1.4 Bestaande maatregelen van de EU op het gebied van buitenlands
beleid, ontwikkeling en andere beleidsterreinen Er is een
allesomvattende strategie nodig om het verband tussen grondstofwinning en
conflicten te doorbreken en de grondoorzaken van het probleem (conflicten, een
zwak bestuur en een gebrek aan ontwikkeling) aan te pakken. De bestrijding van
deze problemen maakt deel uit van het buitenlands beleid van de EU en vormt de
specifieke doelstelling van de EU-strategie ter ondersteuning van
ontwikkelingslanden in hun strijd tegen armoede (zie de mededeling uit 2011
"Een agenda voor verandering"[20]).
De agenda hecht veel belang aan zowel goed bestuur en mensenrechten als inclusieve
economische groei. De agenda pleit voor gezamenlijke werkzaamheden niet alleen
met de ontwikkelingspartners van de EU (d.w.z. de regeringen van de
ontwikkelingslanden) maar ook met de particuliere sector en internationale
organisaties zoals de VN. Bij de uitvoering van de agenda schenkt de EU
bijzondere aandacht aan de rol van de civiele samenleving, een grotere inbreng
van de plaatselijke gemeenschappen en een transparante en geloofwaardige
besluitvorming. Een ander relevant
initiatief is het EU-UN Partnership on Land, Natural Resources and Conflict
Prevention uit 2008[21],
dat door de EU via het stabiliteitsinstrument wordt gesteund en gezamenlijke
bijstand aan derde landen verleent om conflicten rond natuurlijke rijkdommen te
voorkomen en aan te pakken.
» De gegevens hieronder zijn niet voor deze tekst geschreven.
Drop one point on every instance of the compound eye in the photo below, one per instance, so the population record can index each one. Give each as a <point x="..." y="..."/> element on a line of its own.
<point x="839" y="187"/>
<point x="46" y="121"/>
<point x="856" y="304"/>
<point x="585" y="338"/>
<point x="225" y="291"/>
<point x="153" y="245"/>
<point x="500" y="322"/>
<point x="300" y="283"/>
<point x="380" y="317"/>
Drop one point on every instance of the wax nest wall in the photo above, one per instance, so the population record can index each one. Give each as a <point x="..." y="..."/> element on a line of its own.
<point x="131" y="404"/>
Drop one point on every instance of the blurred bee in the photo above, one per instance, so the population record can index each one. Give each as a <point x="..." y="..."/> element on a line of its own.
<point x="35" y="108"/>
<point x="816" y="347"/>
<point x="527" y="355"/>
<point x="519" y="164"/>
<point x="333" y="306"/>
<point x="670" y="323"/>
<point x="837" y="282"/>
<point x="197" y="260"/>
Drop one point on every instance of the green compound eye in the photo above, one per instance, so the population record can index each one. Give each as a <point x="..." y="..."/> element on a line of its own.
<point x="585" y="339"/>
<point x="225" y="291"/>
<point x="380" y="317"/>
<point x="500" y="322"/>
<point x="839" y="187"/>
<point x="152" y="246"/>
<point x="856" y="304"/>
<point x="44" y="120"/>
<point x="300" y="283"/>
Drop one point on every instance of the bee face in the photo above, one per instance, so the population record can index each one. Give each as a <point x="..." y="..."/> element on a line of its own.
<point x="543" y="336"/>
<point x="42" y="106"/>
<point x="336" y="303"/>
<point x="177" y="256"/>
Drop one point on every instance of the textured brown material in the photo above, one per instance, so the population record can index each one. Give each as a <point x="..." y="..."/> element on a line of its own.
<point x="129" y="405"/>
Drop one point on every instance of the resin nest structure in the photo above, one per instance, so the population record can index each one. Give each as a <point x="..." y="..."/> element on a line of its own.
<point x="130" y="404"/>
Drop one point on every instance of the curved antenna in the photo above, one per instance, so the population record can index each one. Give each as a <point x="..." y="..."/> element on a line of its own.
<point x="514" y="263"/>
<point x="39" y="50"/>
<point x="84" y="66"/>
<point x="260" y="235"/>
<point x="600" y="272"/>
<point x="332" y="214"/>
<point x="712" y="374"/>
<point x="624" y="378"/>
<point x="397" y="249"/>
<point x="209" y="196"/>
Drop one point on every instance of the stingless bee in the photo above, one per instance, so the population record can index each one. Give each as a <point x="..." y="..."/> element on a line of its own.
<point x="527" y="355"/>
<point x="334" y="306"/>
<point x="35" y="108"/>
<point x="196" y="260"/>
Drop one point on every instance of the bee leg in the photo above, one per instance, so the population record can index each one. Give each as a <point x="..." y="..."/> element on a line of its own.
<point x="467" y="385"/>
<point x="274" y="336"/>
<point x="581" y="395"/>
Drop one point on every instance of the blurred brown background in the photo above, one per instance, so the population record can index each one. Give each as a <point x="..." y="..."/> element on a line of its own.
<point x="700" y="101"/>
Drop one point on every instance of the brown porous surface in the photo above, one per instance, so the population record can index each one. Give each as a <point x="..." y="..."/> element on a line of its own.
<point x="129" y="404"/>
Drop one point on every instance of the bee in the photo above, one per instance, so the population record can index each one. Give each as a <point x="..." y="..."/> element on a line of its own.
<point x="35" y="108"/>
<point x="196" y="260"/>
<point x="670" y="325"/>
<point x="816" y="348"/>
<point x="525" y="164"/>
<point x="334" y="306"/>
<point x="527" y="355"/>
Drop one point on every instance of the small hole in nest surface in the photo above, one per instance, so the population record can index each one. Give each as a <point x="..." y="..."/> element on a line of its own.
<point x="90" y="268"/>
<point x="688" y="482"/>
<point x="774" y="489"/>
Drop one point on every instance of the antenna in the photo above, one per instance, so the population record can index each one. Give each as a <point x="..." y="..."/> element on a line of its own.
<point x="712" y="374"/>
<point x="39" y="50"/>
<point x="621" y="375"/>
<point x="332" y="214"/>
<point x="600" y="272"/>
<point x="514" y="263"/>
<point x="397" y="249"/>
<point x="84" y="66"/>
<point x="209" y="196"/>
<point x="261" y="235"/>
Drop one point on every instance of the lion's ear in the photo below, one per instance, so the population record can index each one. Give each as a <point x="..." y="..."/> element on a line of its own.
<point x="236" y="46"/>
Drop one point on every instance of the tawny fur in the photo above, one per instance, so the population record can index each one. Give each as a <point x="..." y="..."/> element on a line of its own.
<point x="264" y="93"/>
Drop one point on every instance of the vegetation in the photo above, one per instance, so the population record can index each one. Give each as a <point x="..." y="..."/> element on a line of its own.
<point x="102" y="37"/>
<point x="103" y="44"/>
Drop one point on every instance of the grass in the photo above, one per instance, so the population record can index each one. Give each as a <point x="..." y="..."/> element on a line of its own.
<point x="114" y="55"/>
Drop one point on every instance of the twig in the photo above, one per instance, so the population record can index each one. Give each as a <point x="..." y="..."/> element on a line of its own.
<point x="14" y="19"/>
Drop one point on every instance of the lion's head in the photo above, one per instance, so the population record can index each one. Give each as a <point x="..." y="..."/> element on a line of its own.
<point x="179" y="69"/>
Via dit partnerschap bevordert de EU een
gemeenschappelijk optreden van de verschillende VN-organisaties overeenkomstig
het verslag "Peacebuilding in the Aftermath of Conflict"
(2012) van de secretaris-generaal van de VN. De EU beschikt over
een coherente en geïntegreerde strategie inzake de toegang tot grondstoffen
voor de Europese Unie. Het grondstoffeninitiatief[22] en het Europese
innovatiepartnerschap inzake grondstoffen[23]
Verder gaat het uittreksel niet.